VUIs will be more and more popular
The use of applications for voice user interfaces is about to explode. Corporate giants such as Apple and Amazon have brought virtual assistants such as Siri and Alexa into the mainstream, with other companies following the lead. According to MarTech, roughly 1 in 4 adults in the US has at least one smart speaker, and as of 2020, there were around 157 million such devices in American homes. Meanwhile, by the third quarter of 2020, global sales of smart displays had grown by 21%, with sales hitting 9.5 million units, while sales of basic smart speakers declined by three percent. This gives insights into changes in user preferences.
It’s important to note that smart display technology is one of the driving factors behind the change in user experience. With a smart display, you can now make calls, turn on/off devices, or search for information by asking the assistant to do so. This hands-free communication has kickstarted the era of smart homes, with more people trying to integrate voice-based devices into their houses. For instance, Amazon’s smart screen Echo Show is made with face-tracking technology. This feature allows the camera to follow you around the room while making video calls.
It is expected that over 90% of smartphone users will be using voice assistants by 2023. Meanwhile, modern car models will have Android Auto/Car Play since everyone has access to smartphones, laptops or tablets. A report by the UK’s Transport Research Laboratory indicates that the level of driver distraction is much lower when using voice-activated systems than touch screen technologies. So, such systems can help enhance road safety.
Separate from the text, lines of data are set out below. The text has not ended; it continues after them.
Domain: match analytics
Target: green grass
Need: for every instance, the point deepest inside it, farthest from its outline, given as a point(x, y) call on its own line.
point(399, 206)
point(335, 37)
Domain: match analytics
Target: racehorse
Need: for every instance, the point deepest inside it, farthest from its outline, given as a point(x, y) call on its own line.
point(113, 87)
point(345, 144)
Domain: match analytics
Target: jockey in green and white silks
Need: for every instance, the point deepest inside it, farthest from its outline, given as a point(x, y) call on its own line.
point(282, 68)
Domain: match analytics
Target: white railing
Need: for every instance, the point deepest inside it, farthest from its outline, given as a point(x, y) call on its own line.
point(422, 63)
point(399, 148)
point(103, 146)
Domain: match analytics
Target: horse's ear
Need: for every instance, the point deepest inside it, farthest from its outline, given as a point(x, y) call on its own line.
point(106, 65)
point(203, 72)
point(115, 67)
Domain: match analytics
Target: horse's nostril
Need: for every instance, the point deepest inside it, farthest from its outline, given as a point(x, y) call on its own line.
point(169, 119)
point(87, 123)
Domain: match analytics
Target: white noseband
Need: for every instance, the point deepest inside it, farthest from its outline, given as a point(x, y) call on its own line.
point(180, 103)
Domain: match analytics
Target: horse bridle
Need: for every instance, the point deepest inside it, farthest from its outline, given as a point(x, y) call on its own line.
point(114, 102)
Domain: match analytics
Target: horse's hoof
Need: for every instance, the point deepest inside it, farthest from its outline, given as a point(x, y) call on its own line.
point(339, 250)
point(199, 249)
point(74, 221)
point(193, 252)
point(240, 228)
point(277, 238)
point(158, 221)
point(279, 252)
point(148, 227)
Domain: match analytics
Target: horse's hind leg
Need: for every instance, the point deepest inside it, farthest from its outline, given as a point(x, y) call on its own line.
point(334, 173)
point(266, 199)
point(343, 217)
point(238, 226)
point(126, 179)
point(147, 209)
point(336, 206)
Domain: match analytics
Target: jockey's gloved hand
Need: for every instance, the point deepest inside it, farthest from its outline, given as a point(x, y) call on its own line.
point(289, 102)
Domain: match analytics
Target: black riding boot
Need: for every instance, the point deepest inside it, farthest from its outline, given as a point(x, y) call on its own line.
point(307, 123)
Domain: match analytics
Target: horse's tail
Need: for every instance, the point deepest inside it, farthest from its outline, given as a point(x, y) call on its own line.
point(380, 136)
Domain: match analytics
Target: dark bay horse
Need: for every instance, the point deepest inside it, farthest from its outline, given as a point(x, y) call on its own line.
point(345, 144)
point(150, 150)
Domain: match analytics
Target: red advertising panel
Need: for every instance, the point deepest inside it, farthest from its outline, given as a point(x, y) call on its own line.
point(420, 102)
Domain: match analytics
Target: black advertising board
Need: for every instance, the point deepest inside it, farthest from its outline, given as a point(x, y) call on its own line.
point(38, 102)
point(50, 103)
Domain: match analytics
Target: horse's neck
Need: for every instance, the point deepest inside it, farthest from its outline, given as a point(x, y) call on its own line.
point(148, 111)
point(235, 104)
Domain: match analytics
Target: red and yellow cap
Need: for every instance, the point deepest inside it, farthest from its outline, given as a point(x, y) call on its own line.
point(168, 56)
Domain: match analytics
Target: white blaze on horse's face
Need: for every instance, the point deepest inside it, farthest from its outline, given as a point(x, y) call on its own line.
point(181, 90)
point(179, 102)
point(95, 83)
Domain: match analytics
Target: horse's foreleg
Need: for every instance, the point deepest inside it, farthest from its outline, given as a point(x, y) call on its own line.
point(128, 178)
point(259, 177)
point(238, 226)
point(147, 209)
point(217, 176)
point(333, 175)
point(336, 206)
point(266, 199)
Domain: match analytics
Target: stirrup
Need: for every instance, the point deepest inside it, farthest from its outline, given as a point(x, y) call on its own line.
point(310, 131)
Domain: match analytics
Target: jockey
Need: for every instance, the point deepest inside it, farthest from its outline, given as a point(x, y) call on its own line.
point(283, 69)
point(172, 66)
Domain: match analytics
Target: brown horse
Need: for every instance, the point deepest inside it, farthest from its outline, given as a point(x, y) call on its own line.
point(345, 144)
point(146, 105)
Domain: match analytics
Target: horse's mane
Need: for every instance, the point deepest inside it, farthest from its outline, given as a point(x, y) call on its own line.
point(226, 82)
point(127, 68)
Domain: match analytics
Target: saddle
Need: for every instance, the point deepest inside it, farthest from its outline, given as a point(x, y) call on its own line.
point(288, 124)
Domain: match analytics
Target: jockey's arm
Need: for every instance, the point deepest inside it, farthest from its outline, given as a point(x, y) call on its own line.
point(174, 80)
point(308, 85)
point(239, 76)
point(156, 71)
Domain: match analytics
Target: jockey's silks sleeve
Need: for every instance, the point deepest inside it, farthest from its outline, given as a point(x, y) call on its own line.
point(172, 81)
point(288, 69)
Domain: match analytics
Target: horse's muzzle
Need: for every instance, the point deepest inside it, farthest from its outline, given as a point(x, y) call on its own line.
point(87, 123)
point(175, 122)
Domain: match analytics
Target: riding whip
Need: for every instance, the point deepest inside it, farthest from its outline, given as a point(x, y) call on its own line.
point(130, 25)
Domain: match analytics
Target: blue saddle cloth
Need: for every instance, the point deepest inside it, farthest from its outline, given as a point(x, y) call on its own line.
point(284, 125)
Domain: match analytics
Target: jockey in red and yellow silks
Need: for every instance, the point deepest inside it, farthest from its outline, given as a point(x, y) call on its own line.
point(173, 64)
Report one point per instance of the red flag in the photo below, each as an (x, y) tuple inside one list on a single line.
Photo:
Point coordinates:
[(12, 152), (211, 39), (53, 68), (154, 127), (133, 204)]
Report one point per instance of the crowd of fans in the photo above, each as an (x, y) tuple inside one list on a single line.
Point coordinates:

Voice user interfaces are currently in use in our daily lives more than we think. Digital voice assistants are found in many places, with Google Assistant, Siri, and Alexa controlling over 3 billion devices. By 2023, almost every app will be using a voice user interface in some way. The speech and voice user interface sector is expected to reach $24.9 billion by 2025.
Voice user interfaces have enhanced how people interact with computing systems. They provide a hands- and eyes-free way of accessing information from smart devices. These systems can be added to home automation systems, automobiles, appliances, and computer operating systems.
Voice UI is changing the way we search for information. You can now issue a voice command and a voice assistant will answer your query. The main advantage of such systems is personalizing the user experience. You can customize a voice interface to suit your specific needs. It’s possible to create multiple voice profiles for various users with different accounts, enhancing individual accessibility.
The use of voice assistants and voice search is growing significantly, with such services becoming popular with all age groups. Such systems work with less supervision and normally make better choices on the user’s behalf. Voice UI has emerged as a useful technology, especially during the Covid-19 pandemic. It has helped enhance access to healthcare services by customizing search information and reducing the necessity to touch surfaces. From all these considerations, it’s evident that VUI will eventually take over our daily lives, with trends indicating that the voice interface market will hit $24.9 billion by 2025.